Если арифметику, точно так же мне не дававшуюся в Курилихинской школе, я как-то осилил самолюбием и волей. То математика, а с нею и физика, ставшие впоследствии главными рычагами моими как механика-конструктора, машиностроителя, в Палехе были чужеродными. Васильев вначале интересовался, почему это у меня так получается, что я ничего не помню. Потом перестал и, не проявляя даже видимости участия, ставил свои красные "неуды" с непроницаемо бесстрастным лицом и "сталью" в сощуренных глазах. Ждал ли он чего от меня, боролся ли с чем-то в самом себе, но сжатый в линейку тонкий рот и глаза за окулярами говорили определённо: "Не жди пощады, кулацкий сын". И я отвечал ему с той же решимостью человека, которому нечего терять: "А вот я плевать хотел на твои уроки. Выгоняй! Ну, выгоняй!"

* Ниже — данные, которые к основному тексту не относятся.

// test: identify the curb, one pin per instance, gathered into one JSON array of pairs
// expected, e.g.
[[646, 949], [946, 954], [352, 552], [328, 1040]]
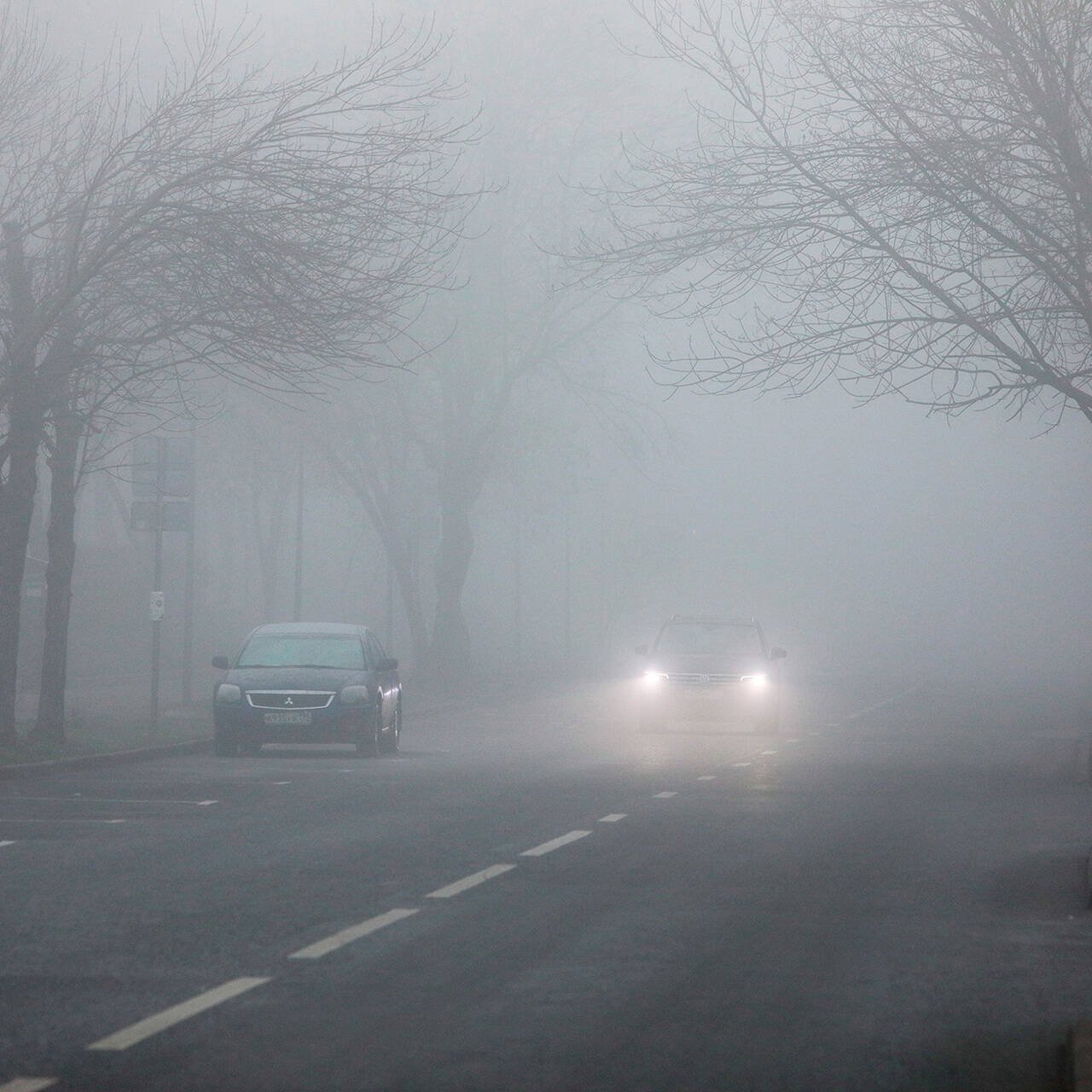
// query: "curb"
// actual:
[[107, 758], [1077, 1065], [19, 770]]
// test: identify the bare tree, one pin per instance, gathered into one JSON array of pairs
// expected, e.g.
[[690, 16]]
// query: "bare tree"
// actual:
[[270, 230], [896, 195]]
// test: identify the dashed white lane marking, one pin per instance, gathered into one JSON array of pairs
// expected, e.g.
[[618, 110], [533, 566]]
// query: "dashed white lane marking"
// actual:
[[541, 851], [98, 799], [160, 1021], [468, 881], [321, 948]]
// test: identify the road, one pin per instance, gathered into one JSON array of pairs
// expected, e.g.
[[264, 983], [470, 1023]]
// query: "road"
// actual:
[[889, 894]]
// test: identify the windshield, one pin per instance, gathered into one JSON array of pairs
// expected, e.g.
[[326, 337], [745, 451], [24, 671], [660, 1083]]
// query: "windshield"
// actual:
[[710, 638], [303, 650]]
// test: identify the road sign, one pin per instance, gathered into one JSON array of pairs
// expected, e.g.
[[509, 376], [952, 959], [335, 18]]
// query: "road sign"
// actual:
[[163, 467]]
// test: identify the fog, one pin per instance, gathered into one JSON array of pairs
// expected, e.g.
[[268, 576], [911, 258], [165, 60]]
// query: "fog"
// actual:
[[867, 538]]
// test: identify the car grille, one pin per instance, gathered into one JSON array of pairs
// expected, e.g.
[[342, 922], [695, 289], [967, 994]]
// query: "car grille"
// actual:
[[289, 699], [694, 679]]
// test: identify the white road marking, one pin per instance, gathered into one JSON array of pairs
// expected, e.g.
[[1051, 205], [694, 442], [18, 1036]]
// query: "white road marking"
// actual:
[[321, 948], [880, 705], [468, 881], [160, 1021], [541, 851], [98, 799]]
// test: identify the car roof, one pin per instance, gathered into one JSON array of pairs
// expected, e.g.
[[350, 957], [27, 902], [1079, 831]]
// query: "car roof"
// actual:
[[311, 628], [713, 619]]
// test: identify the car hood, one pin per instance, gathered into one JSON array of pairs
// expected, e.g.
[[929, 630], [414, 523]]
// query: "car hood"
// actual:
[[295, 678], [708, 665]]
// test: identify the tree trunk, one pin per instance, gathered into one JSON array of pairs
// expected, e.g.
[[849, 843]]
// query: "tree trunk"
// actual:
[[451, 640], [61, 535], [26, 424]]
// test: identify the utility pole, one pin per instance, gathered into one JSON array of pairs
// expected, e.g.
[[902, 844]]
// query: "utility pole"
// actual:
[[297, 608], [190, 584], [568, 579], [518, 591], [156, 604]]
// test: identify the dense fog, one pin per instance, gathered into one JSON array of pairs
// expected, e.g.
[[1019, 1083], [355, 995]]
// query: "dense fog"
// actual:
[[868, 538]]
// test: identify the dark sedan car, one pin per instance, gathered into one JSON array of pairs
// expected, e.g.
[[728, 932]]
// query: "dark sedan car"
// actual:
[[717, 671], [308, 682]]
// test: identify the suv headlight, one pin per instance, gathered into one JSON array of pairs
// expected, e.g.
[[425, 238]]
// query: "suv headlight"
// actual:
[[354, 694]]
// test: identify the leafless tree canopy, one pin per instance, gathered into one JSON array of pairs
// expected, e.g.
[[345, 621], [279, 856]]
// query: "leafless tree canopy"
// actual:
[[226, 221], [894, 195]]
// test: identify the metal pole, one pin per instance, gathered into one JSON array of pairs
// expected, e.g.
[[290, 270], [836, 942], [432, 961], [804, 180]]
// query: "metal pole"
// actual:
[[297, 608], [518, 592], [568, 582], [190, 581], [157, 580]]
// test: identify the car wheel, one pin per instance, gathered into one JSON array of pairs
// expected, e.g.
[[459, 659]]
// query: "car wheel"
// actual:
[[224, 745], [370, 736], [392, 741]]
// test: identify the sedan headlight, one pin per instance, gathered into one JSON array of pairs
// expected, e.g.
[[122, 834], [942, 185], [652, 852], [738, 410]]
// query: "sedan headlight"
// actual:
[[653, 679], [229, 694]]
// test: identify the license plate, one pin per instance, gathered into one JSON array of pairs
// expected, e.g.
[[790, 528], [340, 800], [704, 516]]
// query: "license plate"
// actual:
[[288, 717]]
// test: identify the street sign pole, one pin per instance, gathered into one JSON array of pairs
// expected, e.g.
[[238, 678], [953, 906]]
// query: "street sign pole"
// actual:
[[157, 582], [190, 587]]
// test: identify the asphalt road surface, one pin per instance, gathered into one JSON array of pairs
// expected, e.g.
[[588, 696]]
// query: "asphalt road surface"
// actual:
[[889, 894]]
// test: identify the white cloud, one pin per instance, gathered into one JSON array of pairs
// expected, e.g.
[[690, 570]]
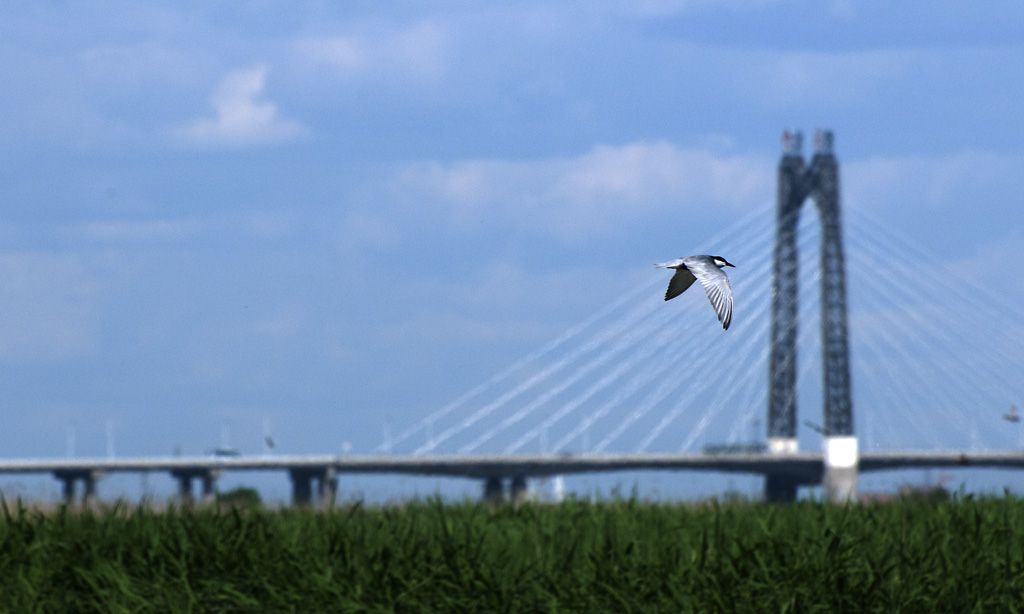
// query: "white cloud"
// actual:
[[242, 119], [593, 192]]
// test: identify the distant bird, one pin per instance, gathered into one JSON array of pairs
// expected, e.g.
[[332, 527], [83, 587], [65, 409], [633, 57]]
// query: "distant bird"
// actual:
[[709, 270]]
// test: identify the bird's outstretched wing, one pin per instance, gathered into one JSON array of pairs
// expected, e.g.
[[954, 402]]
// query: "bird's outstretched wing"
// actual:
[[717, 286], [680, 281]]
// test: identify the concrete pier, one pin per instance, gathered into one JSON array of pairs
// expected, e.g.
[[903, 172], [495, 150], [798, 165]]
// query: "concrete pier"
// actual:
[[781, 487], [494, 489], [184, 477], [841, 461], [302, 486], [86, 476], [519, 489]]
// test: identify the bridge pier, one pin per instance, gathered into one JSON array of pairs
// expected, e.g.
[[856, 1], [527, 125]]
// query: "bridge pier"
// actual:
[[302, 486], [184, 479], [841, 461], [88, 478], [519, 489], [781, 488], [494, 489]]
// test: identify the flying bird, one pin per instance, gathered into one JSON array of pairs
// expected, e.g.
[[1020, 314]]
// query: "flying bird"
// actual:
[[709, 270]]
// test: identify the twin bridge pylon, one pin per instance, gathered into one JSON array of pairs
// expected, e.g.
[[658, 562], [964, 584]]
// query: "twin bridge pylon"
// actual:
[[819, 181]]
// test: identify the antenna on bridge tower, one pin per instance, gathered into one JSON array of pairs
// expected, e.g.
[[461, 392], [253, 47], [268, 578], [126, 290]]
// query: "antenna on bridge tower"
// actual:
[[797, 182]]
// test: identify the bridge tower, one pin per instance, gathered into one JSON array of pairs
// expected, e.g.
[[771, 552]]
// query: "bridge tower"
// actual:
[[797, 182]]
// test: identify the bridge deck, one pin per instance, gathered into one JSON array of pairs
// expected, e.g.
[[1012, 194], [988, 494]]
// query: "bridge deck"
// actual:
[[806, 466]]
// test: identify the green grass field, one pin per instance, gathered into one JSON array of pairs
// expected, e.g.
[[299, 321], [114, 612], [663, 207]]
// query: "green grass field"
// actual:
[[623, 556]]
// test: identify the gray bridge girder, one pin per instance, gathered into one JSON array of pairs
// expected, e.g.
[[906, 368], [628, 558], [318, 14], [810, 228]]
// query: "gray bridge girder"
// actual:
[[801, 468]]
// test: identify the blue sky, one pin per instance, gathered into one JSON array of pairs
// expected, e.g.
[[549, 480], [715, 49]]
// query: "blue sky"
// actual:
[[329, 215]]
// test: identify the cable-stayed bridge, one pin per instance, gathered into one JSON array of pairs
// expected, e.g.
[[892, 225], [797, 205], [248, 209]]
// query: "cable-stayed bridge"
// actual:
[[890, 358]]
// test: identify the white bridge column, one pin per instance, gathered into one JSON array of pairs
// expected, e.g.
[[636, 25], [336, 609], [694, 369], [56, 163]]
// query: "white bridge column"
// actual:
[[842, 459]]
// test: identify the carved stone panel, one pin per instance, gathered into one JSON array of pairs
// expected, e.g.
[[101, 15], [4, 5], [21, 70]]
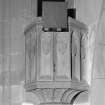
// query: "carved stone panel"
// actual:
[[45, 56], [84, 70], [33, 55], [62, 62], [27, 57], [76, 55]]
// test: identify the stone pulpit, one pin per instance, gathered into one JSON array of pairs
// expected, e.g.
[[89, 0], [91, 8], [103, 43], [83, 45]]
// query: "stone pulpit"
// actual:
[[55, 62]]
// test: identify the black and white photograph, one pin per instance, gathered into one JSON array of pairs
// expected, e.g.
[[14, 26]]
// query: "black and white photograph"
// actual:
[[52, 52]]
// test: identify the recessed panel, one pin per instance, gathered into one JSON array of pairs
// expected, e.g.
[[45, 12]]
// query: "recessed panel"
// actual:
[[54, 14]]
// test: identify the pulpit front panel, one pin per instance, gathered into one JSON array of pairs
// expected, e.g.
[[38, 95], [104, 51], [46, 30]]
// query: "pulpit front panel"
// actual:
[[45, 56], [27, 56], [63, 58], [76, 55]]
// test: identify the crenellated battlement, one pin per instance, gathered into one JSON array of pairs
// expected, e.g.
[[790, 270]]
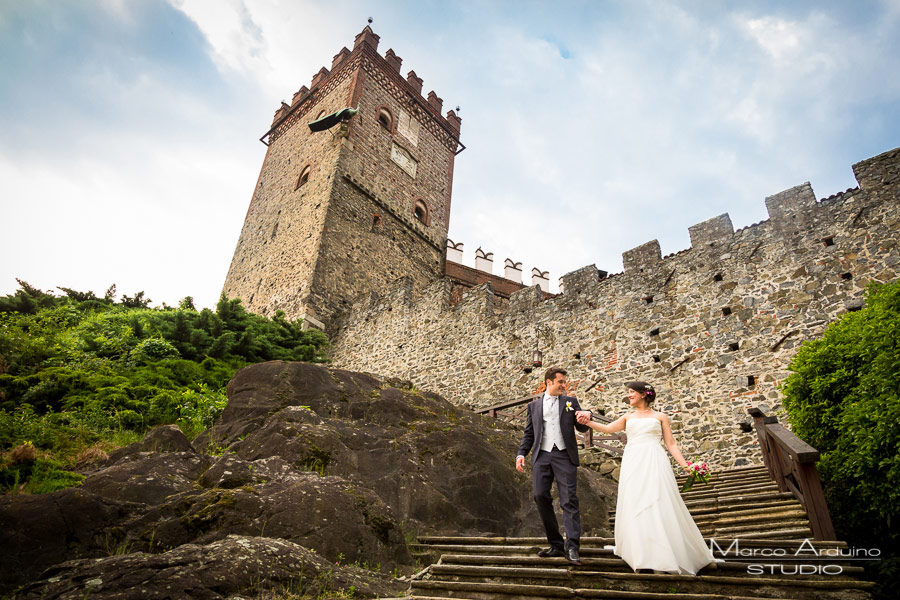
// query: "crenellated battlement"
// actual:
[[365, 48], [713, 326]]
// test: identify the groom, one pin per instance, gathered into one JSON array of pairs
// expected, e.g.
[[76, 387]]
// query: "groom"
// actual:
[[550, 430]]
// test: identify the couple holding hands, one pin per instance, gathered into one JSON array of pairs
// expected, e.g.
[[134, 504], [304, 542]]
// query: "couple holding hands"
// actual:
[[653, 529]]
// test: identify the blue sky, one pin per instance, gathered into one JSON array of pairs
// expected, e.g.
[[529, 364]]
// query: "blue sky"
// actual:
[[129, 129]]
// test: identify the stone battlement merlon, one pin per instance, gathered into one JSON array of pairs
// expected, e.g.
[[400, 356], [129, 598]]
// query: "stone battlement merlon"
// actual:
[[366, 45]]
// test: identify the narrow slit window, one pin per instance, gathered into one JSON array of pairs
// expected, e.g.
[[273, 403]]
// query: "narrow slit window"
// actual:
[[420, 212], [385, 119], [303, 178]]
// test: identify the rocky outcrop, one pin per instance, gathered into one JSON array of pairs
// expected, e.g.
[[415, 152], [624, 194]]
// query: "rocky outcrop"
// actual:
[[221, 569], [303, 458]]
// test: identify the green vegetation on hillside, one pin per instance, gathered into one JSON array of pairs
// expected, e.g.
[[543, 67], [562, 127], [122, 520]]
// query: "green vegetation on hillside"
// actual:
[[843, 397], [81, 374]]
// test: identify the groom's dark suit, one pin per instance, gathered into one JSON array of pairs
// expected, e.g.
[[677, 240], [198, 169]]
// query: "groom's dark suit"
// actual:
[[556, 464]]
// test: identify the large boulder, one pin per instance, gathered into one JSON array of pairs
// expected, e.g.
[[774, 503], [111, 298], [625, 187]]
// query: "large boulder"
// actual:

Так и звучит до сих пор в моих ушах слова Комиссара по просвещению: "А зачем твоим сыновьям образование? Уж не думаешь ли ты, гражданин Басов, что мы проливали кровь на фронтах гражданской войны, чтобы кулацкие сынки…!" Точно так считал и Васильев, и это написано было на его лице.
Не он этот остракизм выдумал, так рассуждали многие настоящие большевики. Сейчас такие суждения режут нам уши своей ограниченностью. Тогда в них виделось революционная одержимость и преданность делу партии, Революции. Буду объективен до конца, как бы ни больно было тревожить старые раны. Старый мир следовало "разрушить до основания". Легко было в экстазе разрушения понять это буквально. Да, революции совершаются "рабами" в переносном смысле слова, то есть людьми, которых прежний строй умышленно и сознательно держал в рабстве темноты и бескультурья. Но такой человек, как Васильев, вышедший из привилегированного класса, образованный, культурный и вставший на сторону революции, мгновенно "покрасневший" политически - и он будто бы убежден в необходимости "разрушения"? Да не поверю этому ни в жизнь! Налицо - вступившая в действие убийственная честность неофита.